Pezinho de moça: jogador hesitante, com medo de disputar bolas, sem bravura
Feriado no Rio
Nelson Rodrigues cunhou as frases “A pátria de chuteiras” e “O brasileiro é um feriado”, expressões que pretendiam condensar um povo em formato de adágio e que se manifestam plenamente nestes dias de Copa do Mundo. Quando há jogo do Brasil só se trabalha de manhã e o regresso a casa, bem como a romaria para os botecos com TV, antecipa e agrava a hora de ponta, apinhando ônibus e formando longas filas de trânsito. Em São Paulo, as filas de centenas de quilómetros batem recordes e Pelé confessou ter perdido a primeira parte do Brasil – México porque ficou preso num congestionamento.

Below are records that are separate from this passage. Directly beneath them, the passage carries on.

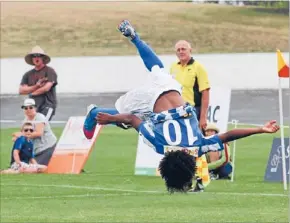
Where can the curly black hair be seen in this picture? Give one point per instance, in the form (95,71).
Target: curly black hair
(177,168)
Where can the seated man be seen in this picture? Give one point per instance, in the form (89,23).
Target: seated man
(219,162)
(167,124)
(22,155)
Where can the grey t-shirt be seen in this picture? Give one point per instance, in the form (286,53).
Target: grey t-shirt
(48,139)
(47,99)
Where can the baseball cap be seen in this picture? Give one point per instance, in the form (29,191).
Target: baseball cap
(28,102)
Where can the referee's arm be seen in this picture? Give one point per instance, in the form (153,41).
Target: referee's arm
(204,87)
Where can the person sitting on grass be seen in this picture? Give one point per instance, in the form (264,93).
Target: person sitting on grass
(22,155)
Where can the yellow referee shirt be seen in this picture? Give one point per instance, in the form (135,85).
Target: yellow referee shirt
(193,78)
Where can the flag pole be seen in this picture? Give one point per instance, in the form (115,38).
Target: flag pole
(235,122)
(282,136)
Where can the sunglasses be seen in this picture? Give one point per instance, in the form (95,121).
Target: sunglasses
(29,107)
(36,55)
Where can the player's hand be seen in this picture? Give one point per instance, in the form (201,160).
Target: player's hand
(104,118)
(202,123)
(270,127)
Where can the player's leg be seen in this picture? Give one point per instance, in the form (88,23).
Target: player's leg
(91,122)
(148,56)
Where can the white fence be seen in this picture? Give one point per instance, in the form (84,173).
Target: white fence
(121,73)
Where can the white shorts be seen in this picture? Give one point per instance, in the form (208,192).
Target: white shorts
(143,99)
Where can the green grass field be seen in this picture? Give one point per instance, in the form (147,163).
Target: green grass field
(110,192)
(89,28)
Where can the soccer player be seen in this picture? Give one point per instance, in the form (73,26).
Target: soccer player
(168,124)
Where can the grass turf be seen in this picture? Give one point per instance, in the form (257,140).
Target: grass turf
(110,192)
(89,28)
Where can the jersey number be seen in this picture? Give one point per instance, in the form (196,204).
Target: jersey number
(189,133)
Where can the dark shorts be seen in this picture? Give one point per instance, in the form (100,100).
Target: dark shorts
(44,156)
(47,111)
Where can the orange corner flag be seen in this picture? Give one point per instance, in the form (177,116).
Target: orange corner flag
(283,68)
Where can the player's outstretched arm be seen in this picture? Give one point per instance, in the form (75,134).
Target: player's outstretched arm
(269,127)
(129,119)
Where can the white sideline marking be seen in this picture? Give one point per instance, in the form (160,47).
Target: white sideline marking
(64,122)
(65,196)
(142,191)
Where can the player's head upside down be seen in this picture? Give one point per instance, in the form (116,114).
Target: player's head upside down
(177,168)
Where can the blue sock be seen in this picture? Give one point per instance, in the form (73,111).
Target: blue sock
(148,56)
(111,111)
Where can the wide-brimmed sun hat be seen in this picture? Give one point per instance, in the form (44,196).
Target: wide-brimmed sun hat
(34,52)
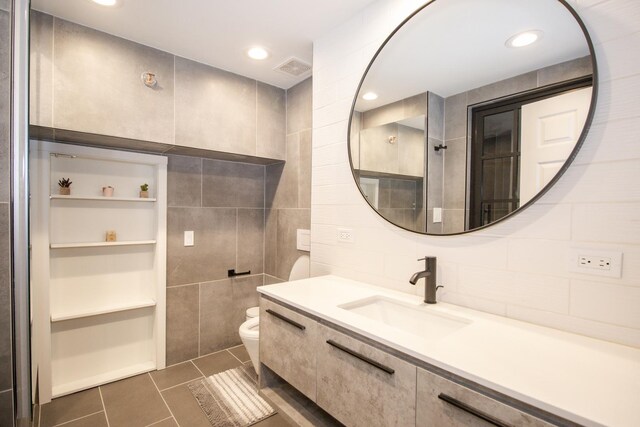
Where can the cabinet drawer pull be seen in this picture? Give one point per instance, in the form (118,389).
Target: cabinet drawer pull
(286,319)
(362,357)
(473,411)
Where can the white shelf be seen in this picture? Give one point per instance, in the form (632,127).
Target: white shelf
(102,198)
(100,244)
(59,317)
(96,380)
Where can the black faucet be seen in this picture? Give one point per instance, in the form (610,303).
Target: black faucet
(429,275)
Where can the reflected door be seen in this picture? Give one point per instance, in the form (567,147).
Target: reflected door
(495,157)
(550,130)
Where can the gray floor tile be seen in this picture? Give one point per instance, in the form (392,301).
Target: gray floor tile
(276,420)
(169,422)
(70,407)
(185,407)
(216,362)
(95,420)
(175,375)
(241,353)
(133,402)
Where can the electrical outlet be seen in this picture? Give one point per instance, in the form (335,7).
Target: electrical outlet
(188,238)
(345,235)
(596,262)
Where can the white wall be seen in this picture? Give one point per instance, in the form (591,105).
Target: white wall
(518,268)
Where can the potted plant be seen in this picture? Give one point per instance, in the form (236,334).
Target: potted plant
(107,191)
(65,186)
(144,191)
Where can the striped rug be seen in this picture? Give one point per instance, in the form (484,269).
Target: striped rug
(230,398)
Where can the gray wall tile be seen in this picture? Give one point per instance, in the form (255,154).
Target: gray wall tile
(435,124)
(282,180)
(229,184)
(41,70)
(214,251)
(5,101)
(217,328)
(250,255)
(223,304)
(502,88)
(271,122)
(455,116)
(214,109)
(299,106)
(304,170)
(184,181)
(289,220)
(182,323)
(270,241)
(5,298)
(455,174)
(97,76)
(6,408)
(565,71)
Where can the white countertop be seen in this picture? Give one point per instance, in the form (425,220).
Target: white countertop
(588,381)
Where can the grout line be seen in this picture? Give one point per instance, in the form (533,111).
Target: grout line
(162,397)
(198,369)
(178,385)
(164,419)
(79,418)
(235,357)
(103,406)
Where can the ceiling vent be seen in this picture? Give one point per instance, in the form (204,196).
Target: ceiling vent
(294,67)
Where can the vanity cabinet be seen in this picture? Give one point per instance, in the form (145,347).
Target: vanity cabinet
(445,403)
(288,346)
(360,385)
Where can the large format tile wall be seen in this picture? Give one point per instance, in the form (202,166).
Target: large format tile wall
(288,188)
(6,371)
(244,217)
(89,81)
(517,268)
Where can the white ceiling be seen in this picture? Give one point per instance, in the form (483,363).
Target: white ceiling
(216,32)
(456,45)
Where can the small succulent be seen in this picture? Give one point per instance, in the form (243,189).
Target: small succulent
(65,182)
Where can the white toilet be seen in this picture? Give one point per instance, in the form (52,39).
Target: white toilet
(249,330)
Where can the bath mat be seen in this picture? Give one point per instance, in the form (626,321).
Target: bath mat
(231,398)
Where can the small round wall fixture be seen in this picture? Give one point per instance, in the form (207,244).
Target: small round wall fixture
(470,111)
(523,39)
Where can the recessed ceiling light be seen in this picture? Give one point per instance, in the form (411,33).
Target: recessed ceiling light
(257,53)
(524,39)
(106,2)
(370,96)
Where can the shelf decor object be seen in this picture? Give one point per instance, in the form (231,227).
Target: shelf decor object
(99,299)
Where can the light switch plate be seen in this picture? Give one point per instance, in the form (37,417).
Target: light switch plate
(188,238)
(303,241)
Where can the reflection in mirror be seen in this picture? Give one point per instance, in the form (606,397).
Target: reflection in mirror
(459,128)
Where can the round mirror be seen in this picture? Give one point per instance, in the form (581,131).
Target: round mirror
(470,111)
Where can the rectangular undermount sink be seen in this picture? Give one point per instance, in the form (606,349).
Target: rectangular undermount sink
(420,320)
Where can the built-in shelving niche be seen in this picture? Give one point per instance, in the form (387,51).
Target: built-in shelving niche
(98,306)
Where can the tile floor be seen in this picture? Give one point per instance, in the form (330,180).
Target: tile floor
(158,399)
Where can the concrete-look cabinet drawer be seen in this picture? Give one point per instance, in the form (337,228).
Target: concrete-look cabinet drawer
(360,385)
(444,403)
(288,346)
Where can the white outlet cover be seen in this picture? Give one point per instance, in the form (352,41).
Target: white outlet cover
(345,235)
(188,238)
(615,256)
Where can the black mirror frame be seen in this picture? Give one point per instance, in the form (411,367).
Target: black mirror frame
(546,188)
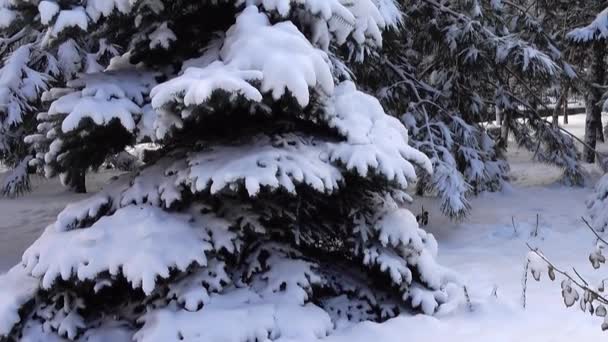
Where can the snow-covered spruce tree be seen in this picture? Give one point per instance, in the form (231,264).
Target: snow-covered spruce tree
(589,296)
(275,208)
(24,75)
(37,54)
(592,38)
(447,68)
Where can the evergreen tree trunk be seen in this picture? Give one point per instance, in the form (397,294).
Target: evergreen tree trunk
(75,181)
(504,129)
(558,105)
(593,123)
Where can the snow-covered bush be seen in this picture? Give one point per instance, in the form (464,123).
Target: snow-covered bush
(276,207)
(591,297)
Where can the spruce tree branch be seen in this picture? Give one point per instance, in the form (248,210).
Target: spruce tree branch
(535,112)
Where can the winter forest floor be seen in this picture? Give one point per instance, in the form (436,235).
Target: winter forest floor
(485,250)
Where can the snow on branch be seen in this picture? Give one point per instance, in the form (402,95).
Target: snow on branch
(596,30)
(16,288)
(103,97)
(282,163)
(375,141)
(83,253)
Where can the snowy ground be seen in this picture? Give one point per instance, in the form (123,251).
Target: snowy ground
(485,250)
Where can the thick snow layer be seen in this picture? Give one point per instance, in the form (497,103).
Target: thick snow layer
(597,30)
(75,17)
(82,253)
(103,97)
(22,219)
(485,250)
(16,288)
(279,56)
(257,319)
(375,142)
(262,163)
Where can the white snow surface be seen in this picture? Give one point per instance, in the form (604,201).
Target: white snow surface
(485,250)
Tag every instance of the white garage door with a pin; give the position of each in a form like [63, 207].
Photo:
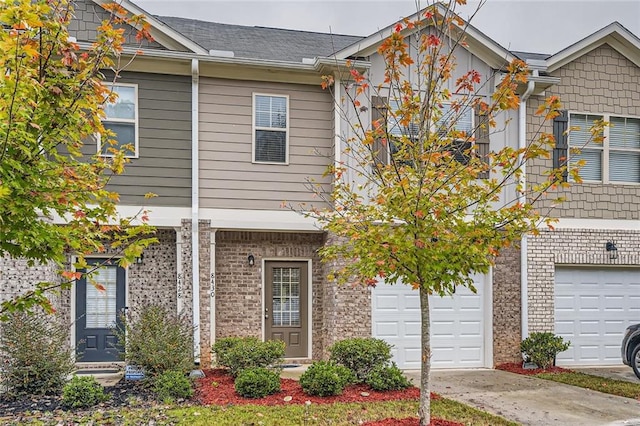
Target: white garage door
[457, 325]
[593, 307]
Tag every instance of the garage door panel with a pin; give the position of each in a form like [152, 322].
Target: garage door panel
[593, 307]
[457, 322]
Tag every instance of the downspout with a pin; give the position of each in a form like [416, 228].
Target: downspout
[195, 240]
[212, 290]
[522, 198]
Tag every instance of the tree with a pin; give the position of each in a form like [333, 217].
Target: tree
[52, 102]
[418, 199]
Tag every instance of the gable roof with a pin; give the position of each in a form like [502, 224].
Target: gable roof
[259, 42]
[478, 43]
[614, 34]
[161, 33]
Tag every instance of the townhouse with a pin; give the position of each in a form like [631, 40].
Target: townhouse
[230, 123]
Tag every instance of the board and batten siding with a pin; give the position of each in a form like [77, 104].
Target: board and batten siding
[228, 177]
[163, 166]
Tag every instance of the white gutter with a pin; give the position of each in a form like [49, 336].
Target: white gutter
[522, 198]
[195, 240]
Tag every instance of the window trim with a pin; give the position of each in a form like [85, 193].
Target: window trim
[604, 148]
[389, 119]
[135, 121]
[254, 128]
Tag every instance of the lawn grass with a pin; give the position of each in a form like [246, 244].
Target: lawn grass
[330, 414]
[597, 383]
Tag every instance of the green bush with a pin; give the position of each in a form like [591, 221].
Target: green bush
[257, 382]
[387, 378]
[157, 340]
[241, 353]
[35, 355]
[361, 355]
[326, 378]
[542, 348]
[83, 392]
[171, 385]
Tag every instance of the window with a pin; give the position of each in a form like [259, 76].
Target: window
[451, 120]
[122, 119]
[271, 129]
[617, 159]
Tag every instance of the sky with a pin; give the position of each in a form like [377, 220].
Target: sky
[538, 26]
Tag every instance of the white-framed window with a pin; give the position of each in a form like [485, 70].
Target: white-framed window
[450, 120]
[617, 158]
[121, 117]
[270, 129]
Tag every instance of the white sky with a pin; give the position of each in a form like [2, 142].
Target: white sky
[526, 25]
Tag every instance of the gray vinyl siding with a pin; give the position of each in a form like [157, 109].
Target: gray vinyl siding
[88, 16]
[228, 178]
[163, 166]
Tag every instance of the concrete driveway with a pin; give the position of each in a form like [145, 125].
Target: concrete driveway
[531, 401]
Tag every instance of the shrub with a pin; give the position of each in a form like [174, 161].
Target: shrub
[542, 348]
[386, 378]
[241, 353]
[157, 340]
[171, 385]
[35, 353]
[257, 382]
[326, 378]
[361, 355]
[83, 392]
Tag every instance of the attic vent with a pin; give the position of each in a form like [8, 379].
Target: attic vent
[221, 53]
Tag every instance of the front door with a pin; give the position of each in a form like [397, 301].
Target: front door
[286, 306]
[97, 311]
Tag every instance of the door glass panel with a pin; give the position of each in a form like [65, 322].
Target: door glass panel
[101, 305]
[286, 297]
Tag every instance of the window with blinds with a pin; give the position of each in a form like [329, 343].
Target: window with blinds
[271, 123]
[101, 304]
[617, 159]
[122, 119]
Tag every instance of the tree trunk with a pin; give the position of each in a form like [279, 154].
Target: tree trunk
[425, 376]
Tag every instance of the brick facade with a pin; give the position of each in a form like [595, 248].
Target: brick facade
[506, 307]
[570, 247]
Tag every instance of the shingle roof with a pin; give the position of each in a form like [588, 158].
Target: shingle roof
[260, 42]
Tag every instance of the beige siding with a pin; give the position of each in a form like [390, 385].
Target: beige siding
[601, 81]
[228, 178]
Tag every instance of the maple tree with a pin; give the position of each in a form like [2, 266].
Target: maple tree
[53, 98]
[417, 199]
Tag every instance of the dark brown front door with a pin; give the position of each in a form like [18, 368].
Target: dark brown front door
[286, 306]
[97, 313]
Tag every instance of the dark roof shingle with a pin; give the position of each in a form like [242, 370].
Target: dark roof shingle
[260, 42]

Nos dias de jogo no Maracanã é feriado o dia inteiro na cidade do Rio. As autoridades justificam a decisão por motivos de segurança e pelo transtorno inevitável na mobilidade das pessoas. Parece exagerado parar uma cidade inteira por causa de um jogo de futebol. Mas é Copa do mundo e, se a pátria já está de chuteiras desde o jogo inaugural, o que há de melhor do que ter um feriado para fazer um churrasquinho e ver a Copa na TV?
A saídeira
- Sujou, pagou. Um português que passava uns dias no Rio, antes de viajar para Brasília onde irá ver o jogo com o Gana, foi multado em Ipanema por lançar uma beata para o chão. Há um ano que a guarda municipal e os fiscais da prefeitura autuam os prevaricadores do lixo e os gringos têm sentido apanhados em flagrante com frequência. No Rio, mais de 70 adeptos já foram detidos por urinar na rua. Os mijões, levados para a delegacia, tiveram de pagar uma multa de 157 reais.
- Se Ronaldo ficar em branco no jogo com o Gana, iguala Figo (2002), Ronaldinho Gaúcho (2006) e Messi (2010), que chegaram à Copa com o título de melhores do mundo e foram embora sem marcar um golo.
- Neymar tem sido o nome mais escolhido pelos pais para os bebés que nasceram desde o início da Copa. O mesmo aconteceu com o nome Romário na Copa de 94 e Ronaldo na Copa de 2002.